Let θ₁ and θ₂ denote the angles made by the tension forces T₁ and T₂ with the positive horizontal axis (directly to the right), respectively. (BTW, I write T₁ in boldface for the vector and T₁ for its magnitude.)
The ball is kept in equilibrium, so by Newton's second law both the net horizontal and net vertical forces are zero. This means
[1] T₁ cos(θ₁) + T₂ cos(θ₂) = 0
[2] T₁ sin(θ₁) + T₂ sin(θ₂) - m g = 0
Both cos(x) and sin(x) fall within -1 and 1 for any angle x, so right away we know that
T₁ sin(θ₁) + T₂ sin(θ₂) ≠ T₁ + T₂
so option (B) is not correct.
If T₁ = T₂, then in equation [1] we get
T₁ cos(θ₁) + T₁ cos(θ₂) = 0
T₁ (cos(θ₁) + cos(θ₂)) = 0
cos(θ₁) + cos(θ₂) = 0
which means θ₁ = 180° - θ₂, since cos(180° - x) = - cos(x) for any x. But this would require both strings to have the same length. So option (C) is also not correct.

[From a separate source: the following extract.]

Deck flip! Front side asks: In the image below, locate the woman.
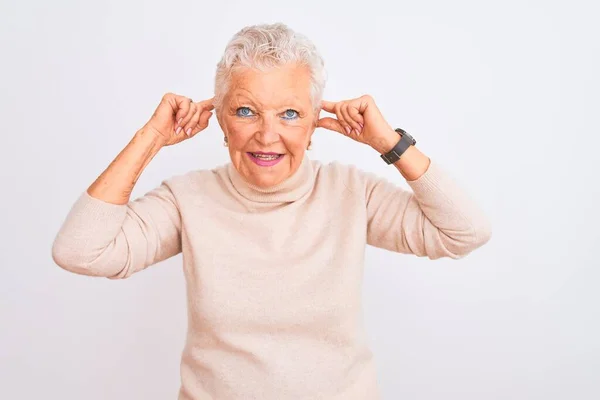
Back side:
[53,24,490,400]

The horizontal components of T₁ and T₂ are the only forces acting in the horizontal direction, so their horizontal components are equal. However, the vertical component of T₂ is closer to being parallel to the weight of the ball, which means T₂'s vertical component is almost enough on its own to counteract the ball's weight. This in turn means that (D)T₂ > T₁.
In other words, sin(θ₂) is closer to 1 than sin(θ₁), and T₂ is closer to m g than T₁.